Во второй половине месяца Штурмовик подарил мне светлячка.
Светлячок сидел в банке из-под растворимого кофе. В банке было немного листьев и воды, а в крышке было пробито несколько маленьких дырочек для воздуха. Было еще светло, и выглядел он как простой речной жук, но Штурмовик утверждал, что это настоящий светлячок.
Он сказал, что в светлячках разбирается хорошо, а у меня не было ни причин, ни оснований в это не верить. Ну, светлячок. Был светлячок какой-то как будто сонный, и хоть и пытался все время взобраться по скользкой стеклянной стенке, но каждый раз поскальзывался и падал вниз.
— На территории нашел.
— Здесь, на территории? — спросил я, изумленный.
— А что, тут поблизости в гостиницах ведь, как лето наступает, светлячков выпускают, чтобы клиентов привлечь. Вот его оттуда сюда и занесло, — сказал он, даже не оглядываясь, запихивая одежду и конспекты в черный чемодан.
Вот уже несколько недель, как наступили летние каникулы, и в общежитии остались только немногие вроде нас. Меня в Кобе особо не тянуло, и я продолжал работать, а у него была практика. Впрочем, после практики он собирался ехать домой. Дом Штурмовика был в Яманаси.

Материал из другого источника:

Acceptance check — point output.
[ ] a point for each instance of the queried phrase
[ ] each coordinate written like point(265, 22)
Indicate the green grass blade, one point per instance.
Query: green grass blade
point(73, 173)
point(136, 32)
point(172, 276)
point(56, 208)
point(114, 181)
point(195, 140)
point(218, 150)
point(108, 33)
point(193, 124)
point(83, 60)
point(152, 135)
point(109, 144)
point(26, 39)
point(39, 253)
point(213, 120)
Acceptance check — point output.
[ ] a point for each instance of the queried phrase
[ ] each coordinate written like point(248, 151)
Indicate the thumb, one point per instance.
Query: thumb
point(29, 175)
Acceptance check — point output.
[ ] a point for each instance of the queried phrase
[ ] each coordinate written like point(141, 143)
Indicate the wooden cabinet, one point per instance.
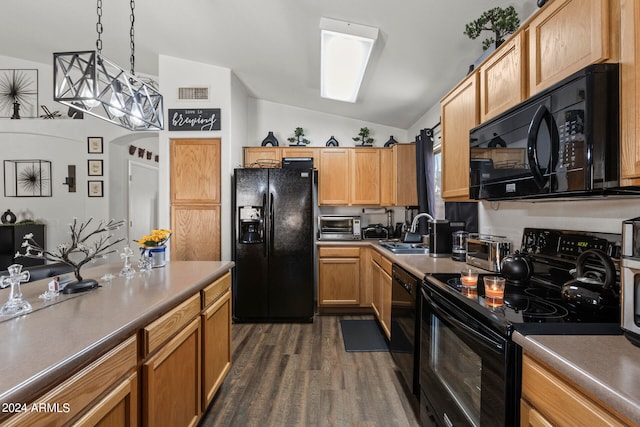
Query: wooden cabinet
point(566, 36)
point(365, 176)
point(550, 399)
point(104, 391)
point(333, 177)
point(338, 276)
point(216, 336)
point(398, 186)
point(459, 113)
point(171, 369)
point(261, 157)
point(381, 284)
point(630, 93)
point(503, 78)
point(195, 199)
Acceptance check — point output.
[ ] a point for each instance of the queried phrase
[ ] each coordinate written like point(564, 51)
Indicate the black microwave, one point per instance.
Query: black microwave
point(562, 142)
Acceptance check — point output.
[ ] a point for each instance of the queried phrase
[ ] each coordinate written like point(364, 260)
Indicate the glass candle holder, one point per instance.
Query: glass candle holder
point(494, 290)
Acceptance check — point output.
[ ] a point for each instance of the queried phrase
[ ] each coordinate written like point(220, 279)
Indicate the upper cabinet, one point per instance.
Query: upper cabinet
point(566, 36)
point(630, 95)
point(352, 176)
point(458, 114)
point(333, 177)
point(503, 78)
point(365, 176)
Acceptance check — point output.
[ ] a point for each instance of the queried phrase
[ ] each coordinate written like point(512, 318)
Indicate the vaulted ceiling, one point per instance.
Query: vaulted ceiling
point(273, 46)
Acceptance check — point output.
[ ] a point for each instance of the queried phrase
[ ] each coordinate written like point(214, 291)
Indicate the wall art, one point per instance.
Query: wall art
point(96, 188)
point(94, 145)
point(27, 178)
point(18, 93)
point(94, 167)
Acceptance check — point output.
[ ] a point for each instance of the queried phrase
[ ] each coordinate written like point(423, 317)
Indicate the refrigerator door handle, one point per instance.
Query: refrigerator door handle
point(264, 232)
point(271, 232)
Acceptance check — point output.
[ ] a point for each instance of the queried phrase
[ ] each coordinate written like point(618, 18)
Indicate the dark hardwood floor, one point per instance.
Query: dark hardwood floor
point(294, 374)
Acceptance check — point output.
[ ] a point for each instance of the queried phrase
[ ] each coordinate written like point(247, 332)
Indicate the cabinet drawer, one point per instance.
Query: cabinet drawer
point(560, 402)
point(159, 331)
point(336, 252)
point(82, 388)
point(216, 290)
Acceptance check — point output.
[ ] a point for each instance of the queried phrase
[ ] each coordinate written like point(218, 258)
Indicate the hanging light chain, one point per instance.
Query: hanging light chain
point(132, 43)
point(99, 28)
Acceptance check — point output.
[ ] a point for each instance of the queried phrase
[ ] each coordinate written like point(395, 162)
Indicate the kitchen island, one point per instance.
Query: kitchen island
point(130, 325)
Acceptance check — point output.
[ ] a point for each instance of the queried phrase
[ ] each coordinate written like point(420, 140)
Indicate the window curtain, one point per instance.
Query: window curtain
point(425, 177)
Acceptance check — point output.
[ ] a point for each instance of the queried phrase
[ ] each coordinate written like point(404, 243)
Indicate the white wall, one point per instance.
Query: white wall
point(265, 116)
point(225, 92)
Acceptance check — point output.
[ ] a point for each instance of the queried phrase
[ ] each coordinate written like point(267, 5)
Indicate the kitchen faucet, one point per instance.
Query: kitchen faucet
point(414, 223)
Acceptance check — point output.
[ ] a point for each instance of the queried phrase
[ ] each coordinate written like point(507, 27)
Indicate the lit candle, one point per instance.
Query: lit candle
point(494, 290)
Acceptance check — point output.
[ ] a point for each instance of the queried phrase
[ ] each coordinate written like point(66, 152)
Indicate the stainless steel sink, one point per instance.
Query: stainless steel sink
point(406, 248)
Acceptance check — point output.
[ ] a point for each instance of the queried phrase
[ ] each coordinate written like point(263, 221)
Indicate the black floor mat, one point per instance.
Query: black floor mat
point(363, 335)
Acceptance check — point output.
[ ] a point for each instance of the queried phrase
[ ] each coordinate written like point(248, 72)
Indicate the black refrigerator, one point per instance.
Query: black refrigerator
point(273, 245)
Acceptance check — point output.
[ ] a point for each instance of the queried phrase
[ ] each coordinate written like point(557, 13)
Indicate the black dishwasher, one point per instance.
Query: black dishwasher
point(403, 346)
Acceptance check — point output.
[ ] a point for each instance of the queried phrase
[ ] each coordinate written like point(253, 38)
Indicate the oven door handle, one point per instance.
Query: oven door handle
point(472, 333)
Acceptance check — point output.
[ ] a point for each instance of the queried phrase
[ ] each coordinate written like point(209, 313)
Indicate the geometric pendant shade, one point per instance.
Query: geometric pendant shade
point(89, 82)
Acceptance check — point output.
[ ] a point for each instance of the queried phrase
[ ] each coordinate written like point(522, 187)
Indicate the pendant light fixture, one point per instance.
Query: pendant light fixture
point(89, 82)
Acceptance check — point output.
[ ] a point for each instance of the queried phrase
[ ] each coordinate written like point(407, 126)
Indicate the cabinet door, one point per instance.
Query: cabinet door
point(333, 177)
point(216, 346)
point(118, 408)
point(339, 281)
point(388, 181)
point(502, 78)
point(405, 175)
point(365, 176)
point(459, 113)
point(566, 36)
point(195, 171)
point(262, 157)
point(196, 232)
point(630, 93)
point(171, 381)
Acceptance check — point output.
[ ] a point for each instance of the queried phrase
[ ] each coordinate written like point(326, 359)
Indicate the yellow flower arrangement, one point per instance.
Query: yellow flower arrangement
point(156, 238)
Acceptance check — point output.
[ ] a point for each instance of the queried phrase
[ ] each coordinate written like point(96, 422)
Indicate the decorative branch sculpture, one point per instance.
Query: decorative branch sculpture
point(80, 250)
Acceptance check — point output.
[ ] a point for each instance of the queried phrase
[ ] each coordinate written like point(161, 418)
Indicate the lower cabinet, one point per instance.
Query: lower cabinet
point(548, 399)
point(338, 277)
point(381, 284)
point(216, 337)
point(171, 369)
point(103, 393)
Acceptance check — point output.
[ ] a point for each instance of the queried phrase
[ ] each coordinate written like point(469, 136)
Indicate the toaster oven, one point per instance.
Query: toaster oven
point(486, 251)
point(335, 227)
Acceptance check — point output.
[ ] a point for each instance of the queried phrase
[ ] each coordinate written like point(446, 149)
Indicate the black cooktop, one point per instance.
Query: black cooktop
point(536, 307)
point(529, 309)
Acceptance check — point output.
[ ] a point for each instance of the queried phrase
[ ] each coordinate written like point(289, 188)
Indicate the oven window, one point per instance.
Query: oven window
point(458, 368)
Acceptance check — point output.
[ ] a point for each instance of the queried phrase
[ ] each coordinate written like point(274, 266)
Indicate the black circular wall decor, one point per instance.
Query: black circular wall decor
point(270, 139)
point(8, 217)
point(332, 142)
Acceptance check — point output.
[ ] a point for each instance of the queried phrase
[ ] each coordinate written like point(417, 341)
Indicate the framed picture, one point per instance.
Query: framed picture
point(94, 167)
point(96, 188)
point(94, 144)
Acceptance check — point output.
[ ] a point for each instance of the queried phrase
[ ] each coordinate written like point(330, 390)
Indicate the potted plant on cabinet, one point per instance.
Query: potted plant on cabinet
point(298, 137)
point(363, 137)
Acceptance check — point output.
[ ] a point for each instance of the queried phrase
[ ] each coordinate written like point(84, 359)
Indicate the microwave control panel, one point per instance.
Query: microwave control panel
point(568, 244)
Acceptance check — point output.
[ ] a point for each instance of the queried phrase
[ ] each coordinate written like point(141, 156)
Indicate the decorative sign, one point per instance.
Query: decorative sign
point(197, 119)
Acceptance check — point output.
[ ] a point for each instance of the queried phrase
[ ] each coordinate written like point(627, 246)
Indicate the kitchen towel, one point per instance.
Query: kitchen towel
point(362, 335)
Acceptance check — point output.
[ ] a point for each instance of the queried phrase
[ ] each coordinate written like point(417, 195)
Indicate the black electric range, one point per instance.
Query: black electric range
point(536, 306)
point(469, 366)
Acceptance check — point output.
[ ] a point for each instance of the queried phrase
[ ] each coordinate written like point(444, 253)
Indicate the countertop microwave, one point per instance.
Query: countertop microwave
point(339, 227)
point(563, 142)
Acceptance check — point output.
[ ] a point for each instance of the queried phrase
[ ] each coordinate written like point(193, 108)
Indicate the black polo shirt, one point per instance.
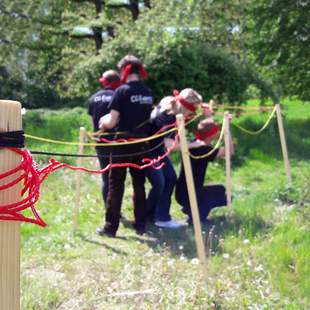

— Его, это самое, девушкам дарить хорошо. Обязательно понравится, — сказал он.
— Спасибо, — сказал я.
День закончился, и своей опустошенностью общежитие напоминало брошенный замок. Спустился флаг, и в окнах столовой погас свет. Из-за того, что студентов стало мало, в столовой включали только половину ламп. Всед за этим неназойливо распространился вечерний запах. Запах сливочного пюре.
Я взял банку из-под растворимого кофе и поднялся на крышу. На крыше не было ни души. Лишь чья-то рубашка, которую хозяин забыл снять, висела на бельевой веревке, трепыхаясь на закатном ветру, как какая-то пустая шелуха.
По лестнице в углу крыши я взобрался на водонапорную вышку. Круглый распределительный бак, вобравший в себя тепло за день, до сих пор был теплым. Когда я присел на тесном пятачке, прислонившись к перилам, перед глазами у меня повисла белая слегка ущербная луна.